NGS, indeed, may allow for genomic errors — mutations — to be identified on an unprecedented scale, and possibly to be seen as underlying disease features found in different ataxia patients.
However, Synofzik emphasized that several ataxias remain unsolved — and improvements on NGS sequencing are still needed. He presented a report of 182 early-onset ataxia cases in which, he said, about “70% remained unsolved even after NGS sequencing.”
He suggested that the ataxia field establish an “Ataxia Exome Consortium,” much like those already in place for Alzheimer’s and amyotrophic lateral sclerosis (ALS). In these consortiums, investigators work together to collect sequencing data from a wide variety of large-scale projects, and to make such data available to the wider scientific community.
The creation of large-scale sharing platforms, like the GENESIS platform, could take maximum advantage of data being generated through NGS sequencing.

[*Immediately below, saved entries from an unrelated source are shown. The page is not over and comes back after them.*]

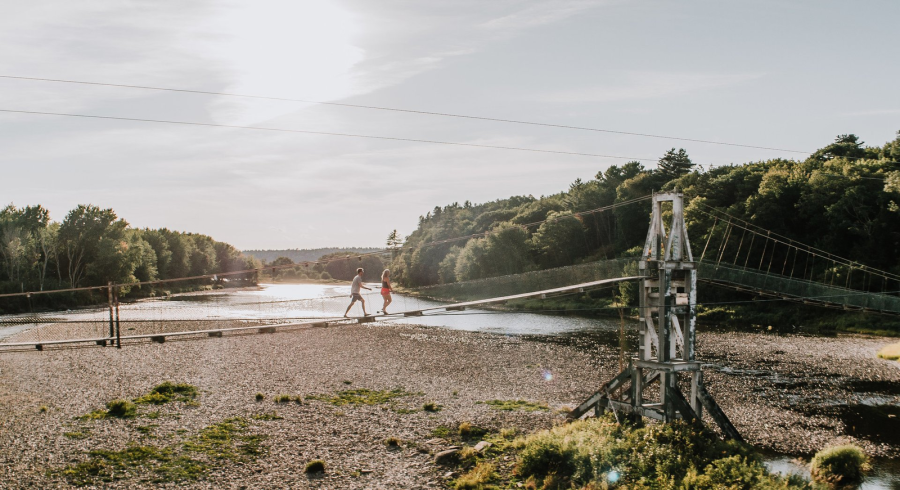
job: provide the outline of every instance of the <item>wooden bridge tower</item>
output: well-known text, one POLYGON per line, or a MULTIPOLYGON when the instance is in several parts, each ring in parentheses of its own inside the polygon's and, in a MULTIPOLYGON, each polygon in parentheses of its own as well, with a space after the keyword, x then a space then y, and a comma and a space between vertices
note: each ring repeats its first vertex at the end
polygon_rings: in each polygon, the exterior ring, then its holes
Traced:
POLYGON ((704 388, 703 372, 695 359, 697 263, 684 223, 684 195, 677 190, 654 194, 652 203, 640 261, 643 279, 637 355, 624 371, 573 410, 571 417, 581 418, 593 409, 596 415, 613 410, 663 422, 684 419, 702 423, 706 409, 726 437, 740 440, 704 388), (664 203, 671 203, 668 226, 664 203))

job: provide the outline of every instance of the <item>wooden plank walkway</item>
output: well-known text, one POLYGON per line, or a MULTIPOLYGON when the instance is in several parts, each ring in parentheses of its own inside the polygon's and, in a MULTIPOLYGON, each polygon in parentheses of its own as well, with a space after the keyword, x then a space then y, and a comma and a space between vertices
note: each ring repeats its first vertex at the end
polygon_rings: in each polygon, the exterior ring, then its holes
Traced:
MULTIPOLYGON (((553 289, 544 289, 541 291, 533 291, 530 293, 522 293, 522 294, 513 294, 510 296, 500 296, 496 298, 487 298, 480 299, 475 301, 465 301, 461 303, 452 303, 447 305, 440 306, 432 306, 429 308, 422 308, 419 310, 408 310, 401 311, 397 313, 390 313, 387 315, 369 315, 363 317, 330 317, 330 318, 321 318, 316 319, 314 321, 308 322, 299 322, 299 323, 283 323, 278 325, 254 325, 251 327, 232 327, 232 328, 214 328, 207 330, 191 330, 185 332, 167 332, 167 333, 154 333, 154 334, 143 334, 143 335, 123 335, 120 337, 122 341, 128 340, 146 340, 150 339, 153 342, 165 342, 165 339, 168 337, 186 337, 190 335, 207 335, 210 337, 220 337, 222 333, 225 332, 246 332, 250 330, 256 330, 259 333, 272 333, 277 330, 295 330, 295 329, 304 329, 304 328, 320 328, 320 327, 329 327, 333 325, 342 325, 342 324, 352 324, 352 323, 368 323, 373 322, 378 319, 385 320, 396 320, 404 317, 416 317, 416 316, 428 316, 428 312, 437 312, 437 311, 463 311, 467 308, 476 307, 476 306, 487 306, 498 303, 506 303, 507 301, 517 300, 517 299, 529 299, 529 298, 543 298, 547 296, 552 296, 554 294, 562 294, 569 293, 572 291, 584 291, 587 289, 617 284, 620 282, 627 281, 637 281, 641 279, 641 276, 629 276, 629 277, 616 277, 612 279, 603 279, 599 281, 591 281, 585 282, 581 284, 574 284, 572 286, 565 286, 560 288, 553 289)), ((71 339, 71 340, 51 340, 47 342, 9 342, 2 343, 0 342, 0 352, 4 349, 13 350, 13 348, 22 348, 22 347, 31 347, 37 350, 43 350, 44 346, 59 346, 59 345, 75 345, 75 344, 97 344, 97 345, 106 345, 106 343, 114 343, 116 341, 116 337, 95 337, 95 338, 86 338, 86 339, 71 339)))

“The genetic stratification of ataxia patients allowed by NGS is indeed the major bridgehead for identifying special causal pathway mechanisms and preparing targeted molecular treatments in ataxias,” Synofzik and colleagues wrote in their study. “Multi-center consortia … have now started to create a systematic translational pipeline, facilitating all the crucial translational steps from NGS to standardized preclinical trials, to … transnational trial-ready cohorts in genetic ataxias.”
According to Synofzik, the next step is to “move from NGS gene hunting to trial ready-cohorts,” in order to combine basic science and clinical efforts. “We have to do this in parallel,” he said.
The team believes that collaborative registries and biobanking are the key.